The main peaks of the volcanic field were hidden in the clouds (now there's a Pacific Northwest surprise), but we could see some of the glaciers that have formed on the flanks. The Mt. Cayley field has not erupted in some time, maybe 200,000 years, but hot springs and earthquake activity indicate the presence of magma beneath the complex. The Mt. Meagher field to the north erupted just 2,400 years ago.
The glacier between Metal Dome and Brandywine Mountain shows the state of the drought conditions this year and the ongoing loss of glacial ice in general from global warming. It was July, a time when a fair amount of snow should still cling to the peaks, but most of the ice visible is a dirty gray color. The gray is the old glacier ice, no longer hidden and protected by an insulating blanket of white snow. So the melting that is taking place is from the glacier itself, and these glaciers have been receding at an accelerating pace for decades now.
There weren't a lot of flowers out and about, but there were some beautiful ones here and there. No, I don't know many flower names. I'm a geologist, after all. They cover rocks.
There are a number of wonderful waterfalls in the area, the delightful results of volcanism and glaciation. Alexander Falls are just off the road in the Callaghan Valley downstream of the Olympic park.
Brandywine Falls are on the main Sea to Sky highway at Brandywine Falls Provincial Park.
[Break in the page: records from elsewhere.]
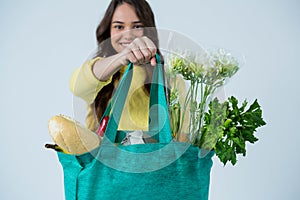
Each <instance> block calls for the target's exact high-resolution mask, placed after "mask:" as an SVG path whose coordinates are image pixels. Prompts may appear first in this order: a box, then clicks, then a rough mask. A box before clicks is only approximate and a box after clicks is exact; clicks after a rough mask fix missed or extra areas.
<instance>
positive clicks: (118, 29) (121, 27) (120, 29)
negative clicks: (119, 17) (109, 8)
mask: <svg viewBox="0 0 300 200" xmlns="http://www.w3.org/2000/svg"><path fill="white" fill-rule="evenodd" d="M114 28H115V29H117V30H121V29H122V28H123V26H121V25H116V26H114Z"/></svg>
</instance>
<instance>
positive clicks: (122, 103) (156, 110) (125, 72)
mask: <svg viewBox="0 0 300 200" xmlns="http://www.w3.org/2000/svg"><path fill="white" fill-rule="evenodd" d="M156 61H157V63H158V64H157V66H156V67H154V69H153V75H152V82H151V88H150V105H149V131H150V135H154V137H155V138H156V139H158V141H159V142H160V143H168V142H170V141H171V140H172V136H171V129H170V121H169V116H168V106H167V101H166V93H165V87H164V81H163V69H162V68H163V66H162V64H161V60H160V57H159V55H158V54H156ZM132 75H133V63H129V64H128V66H127V68H126V70H125V72H124V75H123V76H122V78H121V80H120V83H119V86H118V87H117V89H116V91H115V93H114V95H113V97H112V99H111V101H110V103H109V105H108V106H107V108H106V110H105V112H104V114H103V117H105V116H110V117H109V120H108V123H107V127H106V130H105V134H104V138H103V141H102V143H114V141H115V139H116V135H117V129H118V124H119V122H120V118H121V115H122V111H123V107H124V104H125V101H126V98H127V95H128V91H129V87H130V85H131V80H132ZM103 117H102V119H103ZM102 119H101V120H102Z"/></svg>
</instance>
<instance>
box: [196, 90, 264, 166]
mask: <svg viewBox="0 0 300 200" xmlns="http://www.w3.org/2000/svg"><path fill="white" fill-rule="evenodd" d="M247 104H248V102H247V101H246V100H245V101H244V102H243V103H242V105H241V107H239V106H238V100H237V99H236V98H235V97H233V96H232V97H230V98H228V100H227V101H225V102H224V103H220V102H219V101H218V99H217V98H215V99H214V100H213V101H211V102H210V104H209V110H208V112H206V113H205V117H204V124H203V127H202V137H201V144H200V147H201V148H203V149H212V148H213V149H214V150H215V152H216V155H217V156H218V158H219V159H220V161H221V162H222V163H223V164H224V165H226V163H227V162H228V161H230V162H231V163H232V165H235V164H236V161H237V160H236V157H237V154H242V155H243V156H245V155H246V142H250V143H255V142H256V141H257V140H258V139H257V138H256V137H255V136H254V132H256V129H257V128H258V127H260V126H263V125H265V124H266V122H265V121H264V120H263V118H262V110H261V108H260V105H259V104H258V102H257V100H255V101H254V102H253V103H252V104H251V105H250V107H249V108H248V109H247V110H245V109H246V106H247ZM214 144H215V146H213V145H214Z"/></svg>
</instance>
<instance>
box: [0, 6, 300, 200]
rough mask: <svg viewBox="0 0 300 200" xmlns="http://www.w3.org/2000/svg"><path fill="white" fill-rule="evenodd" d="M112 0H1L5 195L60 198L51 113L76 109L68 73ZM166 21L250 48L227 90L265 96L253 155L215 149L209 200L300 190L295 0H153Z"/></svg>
mask: <svg viewBox="0 0 300 200" xmlns="http://www.w3.org/2000/svg"><path fill="white" fill-rule="evenodd" d="M108 2H109V1H108V0H104V1H103V0H97V1H96V0H86V1H78V0H77V1H76V0H75V1H74V0H72V1H71V0H60V1H58V0H51V1H50V0H47V1H38V0H26V1H23V0H2V1H1V3H0V88H1V90H0V91H1V99H0V113H1V115H0V116H1V120H0V123H1V132H0V134H1V140H0V141H1V145H0V150H1V152H2V156H1V165H0V199H3V200H16V199H31V200H40V199H43V200H47V199H49V200H50V199H63V198H64V195H63V185H62V169H61V167H60V164H59V162H58V160H57V157H56V154H55V153H54V152H53V151H50V150H45V149H44V147H43V146H44V144H45V143H46V142H51V139H50V137H49V136H48V130H47V121H48V119H49V118H50V117H51V116H52V115H55V114H59V113H63V114H67V115H71V116H72V115H73V108H72V95H71V93H70V92H69V90H68V80H69V77H70V73H71V72H72V70H73V69H74V68H75V67H77V66H80V65H81V64H82V63H83V62H84V61H85V59H86V58H87V56H88V55H89V53H90V52H91V51H92V50H93V49H95V47H96V39H95V29H96V26H97V24H98V23H99V21H100V19H101V18H102V16H103V14H104V10H105V9H106V7H107V5H108ZM149 2H150V4H151V6H152V8H153V11H154V13H155V15H156V21H157V26H158V27H159V28H167V29H173V30H176V31H178V32H181V33H183V34H185V35H187V36H188V37H190V38H193V39H194V40H195V41H197V42H199V43H200V44H202V45H204V46H208V47H223V48H226V49H228V50H230V51H232V52H235V53H237V54H240V55H244V56H245V58H246V63H245V64H244V65H243V66H242V69H241V70H240V71H239V72H238V73H237V75H236V76H235V77H234V78H233V79H232V80H231V81H230V82H229V83H228V84H227V85H226V95H228V96H229V95H235V96H236V97H237V98H238V99H240V100H243V99H248V100H249V101H253V100H254V99H256V98H257V99H258V101H259V103H260V104H261V106H262V108H263V112H264V113H263V115H264V119H265V120H266V122H267V125H266V126H265V127H263V128H261V129H259V130H258V132H257V134H256V135H257V137H258V138H259V141H258V142H257V143H256V144H255V145H248V146H247V157H239V160H238V163H237V164H236V166H234V167H232V166H231V165H230V164H229V165H227V166H225V167H223V166H222V164H221V163H220V162H219V161H218V159H217V158H216V157H214V165H213V168H212V172H211V188H210V199H211V200H240V199H243V200H250V199H251V200H253V199H255V200H266V199H272V200H282V199H289V200H290V199H291V200H293V199H299V198H300V184H299V178H300V172H299V169H300V159H299V153H298V152H299V151H300V147H299V146H300V145H299V141H300V132H299V124H298V123H299V117H298V114H299V111H300V106H299V92H300V88H299V83H298V80H299V74H300V70H299V68H300V66H299V55H300V54H299V53H300V47H299V44H300V38H299V35H300V26H299V21H300V12H299V9H300V2H299V1H298V0H251V1H250V0H249V1H239V0H222V1H221V0H219V1H218V0H184V1H179V0H172V1H171V0H164V1H158V0H151V1H150V0H149Z"/></svg>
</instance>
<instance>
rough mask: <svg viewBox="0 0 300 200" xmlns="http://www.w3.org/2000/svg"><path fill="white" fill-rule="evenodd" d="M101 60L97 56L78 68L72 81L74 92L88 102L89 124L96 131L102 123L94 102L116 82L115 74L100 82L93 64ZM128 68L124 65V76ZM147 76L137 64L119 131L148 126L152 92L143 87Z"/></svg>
mask: <svg viewBox="0 0 300 200" xmlns="http://www.w3.org/2000/svg"><path fill="white" fill-rule="evenodd" d="M99 59H100V58H99V57H97V58H95V59H93V60H89V61H87V62H85V63H84V64H83V65H82V66H81V67H80V68H77V69H75V71H74V72H73V73H72V76H71V79H70V83H69V87H70V90H71V92H72V93H73V94H74V95H75V96H78V97H80V98H82V99H83V100H84V101H85V102H86V103H87V105H88V114H87V117H86V125H87V128H88V129H90V130H92V131H95V130H96V128H97V126H98V122H97V118H96V114H95V109H94V104H93V102H94V100H95V98H96V96H97V94H98V92H99V91H100V90H101V89H102V88H103V87H104V86H106V85H107V84H109V83H110V82H111V81H112V77H110V78H109V79H108V80H107V81H105V82H102V81H99V80H98V79H97V78H96V77H95V75H94V74H93V72H92V66H93V65H94V63H95V62H96V61H97V60H99ZM125 68H126V67H123V68H122V69H121V70H120V72H121V75H123V73H124V70H125ZM145 78H146V72H145V70H144V69H143V68H142V67H139V66H134V67H133V77H132V83H131V86H130V88H129V92H128V96H127V99H126V101H125V105H124V108H123V113H122V116H121V119H120V123H119V130H147V129H148V113H149V95H148V94H147V91H145V89H144V87H143V86H144V82H145ZM114 84H118V83H114Z"/></svg>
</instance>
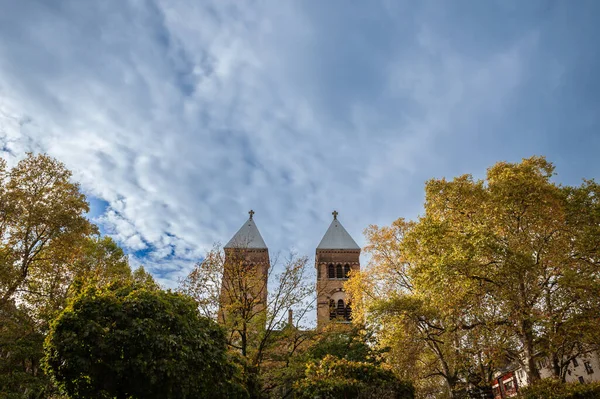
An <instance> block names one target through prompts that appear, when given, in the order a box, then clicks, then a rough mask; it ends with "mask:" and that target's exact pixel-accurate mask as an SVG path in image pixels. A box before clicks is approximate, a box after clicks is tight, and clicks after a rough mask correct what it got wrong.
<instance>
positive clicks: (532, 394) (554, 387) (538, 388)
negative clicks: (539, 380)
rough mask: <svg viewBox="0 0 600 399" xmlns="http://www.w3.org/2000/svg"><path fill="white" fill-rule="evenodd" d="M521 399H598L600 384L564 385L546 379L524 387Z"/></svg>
mask: <svg viewBox="0 0 600 399" xmlns="http://www.w3.org/2000/svg"><path fill="white" fill-rule="evenodd" d="M519 398H521V399H598V398H600V383H598V382H595V383H592V384H579V383H570V384H565V383H562V382H560V381H557V380H555V379H551V378H547V379H544V380H541V381H539V382H537V383H535V384H533V385H530V386H527V387H524V388H523V389H522V390H521V393H520V394H519Z"/></svg>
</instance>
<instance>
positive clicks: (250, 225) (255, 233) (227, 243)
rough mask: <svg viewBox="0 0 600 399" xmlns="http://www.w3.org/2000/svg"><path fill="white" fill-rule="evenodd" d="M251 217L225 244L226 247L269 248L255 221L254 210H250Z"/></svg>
mask: <svg viewBox="0 0 600 399" xmlns="http://www.w3.org/2000/svg"><path fill="white" fill-rule="evenodd" d="M248 213H249V214H250V218H249V219H248V220H247V221H246V223H244V224H243V225H242V227H240V229H239V230H238V232H237V233H235V235H234V236H233V237H232V238H231V240H229V242H228V243H227V244H226V245H225V248H249V249H267V244H265V241H264V240H263V239H262V236H261V235H260V232H259V231H258V228H257V227H256V224H255V223H254V218H253V216H254V211H252V210H251V211H250V212H248Z"/></svg>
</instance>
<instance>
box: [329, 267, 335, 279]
mask: <svg viewBox="0 0 600 399" xmlns="http://www.w3.org/2000/svg"><path fill="white" fill-rule="evenodd" d="M329 278H335V266H333V264H331V265H329Z"/></svg>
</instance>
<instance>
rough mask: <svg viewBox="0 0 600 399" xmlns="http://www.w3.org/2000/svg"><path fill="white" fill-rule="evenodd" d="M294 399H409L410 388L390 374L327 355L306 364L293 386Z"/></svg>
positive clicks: (345, 359) (356, 362)
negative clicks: (294, 391)
mask: <svg viewBox="0 0 600 399" xmlns="http://www.w3.org/2000/svg"><path fill="white" fill-rule="evenodd" d="M294 390H295V397H296V398H298V399H313V398H319V399H338V398H340V399H367V398H369V399H370V398H373V399H375V398H376V399H413V398H414V388H413V386H412V384H410V383H409V382H405V381H401V380H399V379H398V378H397V377H396V376H395V375H394V373H393V372H392V371H391V370H388V369H385V368H383V367H381V366H378V365H374V364H372V363H366V362H354V361H350V360H346V359H339V358H336V357H334V356H331V355H327V356H325V358H323V360H321V361H319V362H313V363H308V364H307V367H306V375H305V377H304V378H303V379H301V380H299V381H297V382H296V384H295V385H294Z"/></svg>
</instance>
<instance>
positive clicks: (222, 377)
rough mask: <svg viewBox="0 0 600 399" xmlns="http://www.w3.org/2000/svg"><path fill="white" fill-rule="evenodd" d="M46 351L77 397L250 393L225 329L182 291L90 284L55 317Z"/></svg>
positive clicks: (167, 398) (46, 348)
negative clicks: (201, 309)
mask: <svg viewBox="0 0 600 399" xmlns="http://www.w3.org/2000/svg"><path fill="white" fill-rule="evenodd" d="M45 351H46V359H45V361H46V369H47V371H48V373H49V374H50V375H51V376H52V378H53V379H54V380H55V381H56V383H57V385H58V387H59V388H60V389H61V391H63V392H64V393H66V394H68V396H69V397H73V398H81V399H86V398H89V399H92V398H93V399H99V398H115V397H116V398H129V399H136V398H145V399H152V398H156V399H159V398H160V399H168V398H203V397H210V398H240V397H241V398H245V397H247V392H245V389H244V387H243V386H241V384H239V377H238V376H239V373H237V372H236V369H237V367H236V366H235V365H234V364H232V362H231V359H230V358H228V354H227V345H226V341H225V335H224V333H223V331H222V329H221V328H220V327H219V326H218V325H217V324H216V323H215V322H213V321H212V320H209V319H207V318H204V317H201V316H200V315H199V314H198V311H197V308H196V304H195V303H194V301H193V300H192V299H191V298H189V297H186V296H184V295H181V294H175V293H171V292H165V291H161V290H147V289H145V288H141V289H140V288H136V287H134V286H125V287H122V286H121V287H119V286H118V285H114V286H111V287H109V288H108V289H96V288H93V287H92V288H89V289H87V290H86V291H84V292H83V293H82V294H80V295H79V296H78V297H77V298H76V299H75V300H74V301H73V302H72V303H71V304H70V305H69V306H68V307H67V308H66V309H65V311H64V312H63V313H62V314H61V315H60V316H59V317H58V318H57V319H56V320H55V321H54V323H53V324H52V327H51V331H50V334H49V335H48V337H47V338H46V343H45Z"/></svg>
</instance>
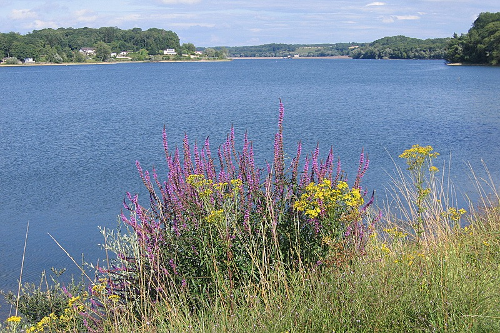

The 70 meter (200 foot) waterfall flows over the lip of a basalt lava outcrop. The falls are migrating upstream. The rock beneath the lip of the falls is softer and more easily eroded, so it is constantly wearing away and undercutting the cliff. Niagara Falls is migrating in the same manner.
We continued down the Sea to Sky Highway (Sky to Sea?), and saw some more incredible geology. It's coming in the next post...

1 comment:

Anonymous said...

I believe the flowers are rudbeckias (gloriosa daisy) which grow well in arid socal. I'm shocked they grow so far north.